DUP leader Arlene Foster has described her party’s opposition to a deal in Brexit negotiations that would result in new checks on goods moving across the Irish Sea as a “red line” that is “blood red”.

In a phrase that echoed Enoch Powell’s “rivers of blood”, the DUP leader appeared to signal the potential for unionist violence if her party fails to veto a deal that would result in “a differential” between the north of Ireland and Britain.

“There cannot be a border down the Irish Sea, a differential between Northern Ireland and the rest of the UK,” she told the BBC. “The red line is blood red.”

Sinn Fein’s Michelle O’Neill said the DUP leader has “lost the run of herself” and described the remarks as “absolutely bizarre”.

The DUP’s 10 MPs prop up British prime minister Theresa May’s minority Conservative government.
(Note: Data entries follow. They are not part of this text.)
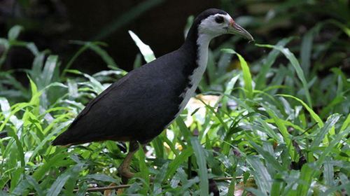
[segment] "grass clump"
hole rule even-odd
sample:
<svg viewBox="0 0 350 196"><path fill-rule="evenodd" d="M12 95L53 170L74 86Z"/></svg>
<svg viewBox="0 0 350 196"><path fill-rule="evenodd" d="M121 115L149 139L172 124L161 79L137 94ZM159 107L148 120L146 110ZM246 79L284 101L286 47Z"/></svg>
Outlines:
<svg viewBox="0 0 350 196"><path fill-rule="evenodd" d="M50 141L88 100L126 72L98 42L74 42L82 48L60 69L57 55L18 41L20 29L13 27L0 40L5 51L26 47L35 56L31 69L24 70L29 88L14 78L17 70L0 75L0 192L84 195L90 188L120 185L116 168L125 155L123 144L66 148ZM270 50L249 64L234 50L223 49L230 44L211 51L202 94L146 153L136 153L132 162L136 176L122 194L209 195L214 188L227 195L349 192L349 80L338 68L325 78L306 75L287 47L291 39L250 46ZM69 69L85 50L99 55L110 69L92 76ZM149 50L142 52L153 59ZM276 64L277 57L285 60ZM231 69L227 59L241 69Z"/></svg>

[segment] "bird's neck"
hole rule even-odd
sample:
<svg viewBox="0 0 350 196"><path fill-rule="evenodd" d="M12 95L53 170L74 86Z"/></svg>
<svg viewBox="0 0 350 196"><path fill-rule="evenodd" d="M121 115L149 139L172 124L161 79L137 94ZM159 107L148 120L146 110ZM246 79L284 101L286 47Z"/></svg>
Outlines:
<svg viewBox="0 0 350 196"><path fill-rule="evenodd" d="M212 38L207 34L198 34L197 29L193 27L188 31L181 48L184 49L188 59L192 59L190 64L186 67L188 74L192 75L195 71L200 71L203 74L208 62L208 48Z"/></svg>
Mrs Foster has insisted that the DUP will vote against the British Prime Minister in any proposal that would result in new checks on goods moving across the Irish Sea, threatening a general election.

When asked if she was prepared to vote down Ms May on a Brexit deal, Ms Foster said her party would prefer not to be “in that position”.

“This is too important to be playing around with things because this is the union - this is what brought me into politics,” she said.

Mrs Foster also suggested that the 1998 Good Friday Agreement should be changed to allow for Brexit. To the fury of many in the North, she said the 1998 accord “wasn’t sacrosanct”.

Speaking to journalists at the Conservative Party conference, Ms Foster said: “It has been deeply frustrating to hear people who voted Remain and in Europe talk about Northern Ireland as though we can’t touch the Belfast Agreement. Things evolve, even in the EU context.

“There has been a lot of misinterpretation, holding it up as a sacrosanct piece of legislation.”

The DUP pointed to the precedent of the St Andrews Agreement in 2006, which significantly diluted the 1998 agreement without calling a referendum. Agreed among the two governments and the main political parties, the deal resulted in a decade of political stasis and financial scandal which ended when the Stormont Assembly finally collapsed in January 2017!.

Taoiseach Leo Varadkar rejecting DUP suggestions the agreement could be diluted once again.

He told the Dublin parliament it “is not a piece of British legislation”, implying his government would refuse to agree to a new deal.

Speaking in the Dail on Tuesday, the Fine Gael leader said: “While it may be factually correct to say that the Good Friday Agreement, just like any international treaty, could be changed, it can only be changed with the agreement of British and Irish governments and can only be changed with the consent of the people of Northern Ireland and indeed across cross-community consent.

“It is not something that can be changed by any one political party or by any one government.”

Sinn Fein accused the DUP of showing “a reckless disregard for the peace process”.

Party leader Mary Lou McDonald insisted the Good Friday Agreement between the British and Dublin governments must not become a bargaining chip.

She reacted angrily after Mrs Foster suggested the terms of the agreement could be altered in efforts to strike an EU exit deal.

“It should be remembered that Arlene Foster left the UUP, which supported the Good Friday Agreement, to join the anti-agreement DUP,” she added.

“It appears the DUP leader has learnt nothing over the past 15 years.

“Brexit is incompatible with the Good Friday Agreement. The actions of the DUP and their deal with the Tories is bad for our economy and undermines the rights of citizens.”